Natalia está longe de ser um caso isolado. Nunca houve tantos estrangeiros nas salas de aula brasileiras, conforme atesta o número de vistos para estudantes concedidos pelo Ministério das Relações Exteriores — saltou de pouco mais de 6.000, em 2006, para cerca de 16.000 em 2009 (dado mais recente do Ministério). São Paulo é um dos destinos preferenciais da turma. Não há estatísticas oficiais capazes de quantificar o fenômeno na cidade, mas um levantamento feito nas principais instituições paulistanas mostra que o número de alunos vindos do exterior quase dobrou desde 2006, chegando à casa de 2.600 matrículas no ano passado (veja o quadro). Apesar do aumento, estamos longe de ser um grande polo educacional. Na USP, por exemplo, o porcentual de estrangeiros é de 2,8% do total de 56.000 alunos. Em universidades americanas como Harvard e Stanford, essa fatia sobe para 20%. Engatinhamos ainda no tema basicamente por três motivos:
■ Poucas universidades oferecem disciplinas ministradas em inglês.
■ Não há padronização nos currículos brasileiros, o que dificulta a compatibilização entre os cursos daqui e os de fora.
■ As faculdades geralmente não têm alojamentos para receber os alunos.

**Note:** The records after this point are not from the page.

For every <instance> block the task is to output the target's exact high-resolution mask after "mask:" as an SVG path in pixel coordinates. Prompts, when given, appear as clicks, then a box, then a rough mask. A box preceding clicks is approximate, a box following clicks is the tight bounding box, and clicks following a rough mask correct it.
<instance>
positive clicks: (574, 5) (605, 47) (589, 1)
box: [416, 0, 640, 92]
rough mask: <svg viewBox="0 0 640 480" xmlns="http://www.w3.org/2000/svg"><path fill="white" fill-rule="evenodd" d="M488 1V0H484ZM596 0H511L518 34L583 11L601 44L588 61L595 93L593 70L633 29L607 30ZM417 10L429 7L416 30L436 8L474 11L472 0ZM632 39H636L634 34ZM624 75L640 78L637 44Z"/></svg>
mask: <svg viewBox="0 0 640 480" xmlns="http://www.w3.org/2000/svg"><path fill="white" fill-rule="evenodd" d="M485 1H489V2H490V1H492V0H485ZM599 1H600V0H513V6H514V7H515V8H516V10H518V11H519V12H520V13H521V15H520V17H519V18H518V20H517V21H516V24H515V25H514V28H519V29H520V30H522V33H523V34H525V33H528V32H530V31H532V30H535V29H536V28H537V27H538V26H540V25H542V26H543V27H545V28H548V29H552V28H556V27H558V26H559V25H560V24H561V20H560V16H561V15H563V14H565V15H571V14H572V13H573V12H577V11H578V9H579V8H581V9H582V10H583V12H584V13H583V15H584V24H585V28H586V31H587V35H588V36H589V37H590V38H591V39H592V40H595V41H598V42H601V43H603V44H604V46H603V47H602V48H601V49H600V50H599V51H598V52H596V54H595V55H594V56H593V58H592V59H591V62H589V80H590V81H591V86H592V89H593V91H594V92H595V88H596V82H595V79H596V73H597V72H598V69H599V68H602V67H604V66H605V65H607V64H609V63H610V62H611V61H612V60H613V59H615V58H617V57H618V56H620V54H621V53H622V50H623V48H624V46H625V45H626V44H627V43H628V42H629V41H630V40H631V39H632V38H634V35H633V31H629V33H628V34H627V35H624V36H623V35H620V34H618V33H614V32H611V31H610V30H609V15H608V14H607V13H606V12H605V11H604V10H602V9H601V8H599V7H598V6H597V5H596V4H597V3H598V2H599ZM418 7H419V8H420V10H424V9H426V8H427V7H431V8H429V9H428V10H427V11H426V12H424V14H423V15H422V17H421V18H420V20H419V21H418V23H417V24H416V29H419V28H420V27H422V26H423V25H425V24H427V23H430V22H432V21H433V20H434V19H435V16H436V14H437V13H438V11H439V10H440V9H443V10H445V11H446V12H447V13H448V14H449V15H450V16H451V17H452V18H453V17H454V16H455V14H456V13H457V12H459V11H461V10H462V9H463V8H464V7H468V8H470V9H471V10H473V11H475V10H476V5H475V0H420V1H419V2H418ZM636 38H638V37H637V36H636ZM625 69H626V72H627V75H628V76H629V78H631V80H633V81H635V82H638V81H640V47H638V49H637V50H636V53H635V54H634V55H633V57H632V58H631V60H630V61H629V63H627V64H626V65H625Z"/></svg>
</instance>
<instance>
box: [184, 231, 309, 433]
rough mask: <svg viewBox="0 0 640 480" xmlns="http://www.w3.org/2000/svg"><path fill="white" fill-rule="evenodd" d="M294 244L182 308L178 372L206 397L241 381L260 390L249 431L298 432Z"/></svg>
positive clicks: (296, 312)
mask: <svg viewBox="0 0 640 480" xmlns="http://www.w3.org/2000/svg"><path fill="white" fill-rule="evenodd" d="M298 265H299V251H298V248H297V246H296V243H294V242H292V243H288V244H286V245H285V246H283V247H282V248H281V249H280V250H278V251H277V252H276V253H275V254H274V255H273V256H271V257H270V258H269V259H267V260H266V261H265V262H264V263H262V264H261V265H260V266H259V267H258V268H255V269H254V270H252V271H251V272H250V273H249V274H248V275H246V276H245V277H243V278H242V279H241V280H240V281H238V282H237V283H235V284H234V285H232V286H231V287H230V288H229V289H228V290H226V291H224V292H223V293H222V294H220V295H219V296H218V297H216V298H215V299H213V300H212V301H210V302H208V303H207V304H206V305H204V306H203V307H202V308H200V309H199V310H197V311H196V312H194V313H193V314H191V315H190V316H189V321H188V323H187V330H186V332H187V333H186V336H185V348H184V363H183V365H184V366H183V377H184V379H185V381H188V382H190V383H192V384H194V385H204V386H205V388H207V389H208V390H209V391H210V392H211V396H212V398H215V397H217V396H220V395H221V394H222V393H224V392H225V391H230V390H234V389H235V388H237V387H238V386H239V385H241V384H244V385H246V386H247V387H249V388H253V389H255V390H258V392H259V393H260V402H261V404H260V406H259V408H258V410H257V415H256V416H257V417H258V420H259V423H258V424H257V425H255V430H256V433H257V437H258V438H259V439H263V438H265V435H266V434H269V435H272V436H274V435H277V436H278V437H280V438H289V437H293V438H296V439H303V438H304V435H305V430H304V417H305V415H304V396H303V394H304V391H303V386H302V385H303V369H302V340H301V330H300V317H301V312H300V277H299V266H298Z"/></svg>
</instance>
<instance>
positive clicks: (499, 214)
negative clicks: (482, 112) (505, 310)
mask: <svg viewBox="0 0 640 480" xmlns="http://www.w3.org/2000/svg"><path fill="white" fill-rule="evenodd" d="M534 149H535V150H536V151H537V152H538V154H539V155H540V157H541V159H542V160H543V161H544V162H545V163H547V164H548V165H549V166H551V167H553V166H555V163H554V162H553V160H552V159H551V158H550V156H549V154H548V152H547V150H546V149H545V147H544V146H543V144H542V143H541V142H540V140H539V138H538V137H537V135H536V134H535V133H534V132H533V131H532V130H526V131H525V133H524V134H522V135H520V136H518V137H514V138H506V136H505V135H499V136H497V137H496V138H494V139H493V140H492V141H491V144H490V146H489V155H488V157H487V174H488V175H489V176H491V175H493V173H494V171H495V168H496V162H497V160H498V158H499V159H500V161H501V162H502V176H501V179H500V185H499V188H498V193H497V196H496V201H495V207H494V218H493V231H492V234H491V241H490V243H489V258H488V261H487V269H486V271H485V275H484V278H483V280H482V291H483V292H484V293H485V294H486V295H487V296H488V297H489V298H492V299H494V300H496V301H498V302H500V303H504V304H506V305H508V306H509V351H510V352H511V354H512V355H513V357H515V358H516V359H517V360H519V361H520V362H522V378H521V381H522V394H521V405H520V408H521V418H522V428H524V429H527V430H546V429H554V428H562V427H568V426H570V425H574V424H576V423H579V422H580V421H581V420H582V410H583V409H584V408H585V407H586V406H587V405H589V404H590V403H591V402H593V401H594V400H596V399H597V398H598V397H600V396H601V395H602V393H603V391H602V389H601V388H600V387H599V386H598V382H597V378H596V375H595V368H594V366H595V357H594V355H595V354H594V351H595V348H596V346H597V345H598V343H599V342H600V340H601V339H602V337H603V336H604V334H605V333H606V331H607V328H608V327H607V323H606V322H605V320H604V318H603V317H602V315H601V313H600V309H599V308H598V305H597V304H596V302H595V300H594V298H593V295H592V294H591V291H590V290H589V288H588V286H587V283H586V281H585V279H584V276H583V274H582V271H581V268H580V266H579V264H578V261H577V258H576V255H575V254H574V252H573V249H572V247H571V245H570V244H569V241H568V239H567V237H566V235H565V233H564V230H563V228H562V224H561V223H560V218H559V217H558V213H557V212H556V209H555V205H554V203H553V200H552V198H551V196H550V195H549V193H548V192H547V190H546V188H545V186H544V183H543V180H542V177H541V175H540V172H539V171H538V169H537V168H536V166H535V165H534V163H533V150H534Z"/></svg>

O paraguaio Rodrigo Báez, de 24 anos, estudante de música da USP, foi um dos que sofreram para achar moradia. Passou por cinco repúblicas desde que chegou a São Paulo, em 2007. “Numa delas havia nove pessoas em dois quartos”, conta. Sua procura terminou há três meses, quando encontrou uma casa confortável no bairro do Butantã, que divide hoje com outros sete jovens. Apesar dos percalços, a adaptação dos alunos estrangeiros normalmente ocorre de maneira rápida. O holandês Elzo Franco Adrian, de 21, veio para cá em janeiro a fim de cursar um semestre de relações internacionais na ESPM e não teve problema em arranjar um teto acolhedor, já que namora uma brasileira. “As pessoas são muito gentis, e ainda me espanto quando vejo alguém rindo no cinema, coisa rara na Holanda”, afirma ele, pivô do time de basquete da faculdade. O entusiasmo por São Paulo não muda nem quando alguns sofrem com os problemas da cidade. Quando chegou aqui, em janeiro, a checa Irena Melounová, 27 anos, que cursa relações internacionais na Fundação Getulio Vargas (FGV), estranhou o fato de não poder circular sozinha na rua de madrugada. Tudo piorou no mês seguinte, quando ela presenciou o assassinato de um colega, morto a tiros num bar nas redondezas da faculdade. “Depois disso, estou saindo menos”, diz. Mas o susto não foi forte a ponto de diminuir seu interesse pelo país. Sua volta para casa, antes prevista para junho, provavelmente será adiada por algum tempo. Nas férias de julho, Irena pretende conhecer as paisagens mineiras descritas em “Grande Sertão: Veredas”, de Guimarães Rosa, um de seus romances favoritos.
Para elevarem a qualidade do ensino, aumentarem a quantidade de pesquisas e ampliarem a reputação na comunidade acadêmica internacional, várias faculdades daqui intensificaram esforços para multiplicar a captação de estudantes estrangeiros. A USP acaba de criar uma vice-reitoria voltada apenas a relações internacionais. A Faap marca presença desde 2005 em feiras de educação no exterior para divulgar as vantagens de fazer um intercâmbio no Brasil. “Salas de aula com pessoas de várias nacionalidades aumentam a riqueza de um curso”, conclui Renée Zicman, assessora de assuntos internacionais da PUC de São Paulo.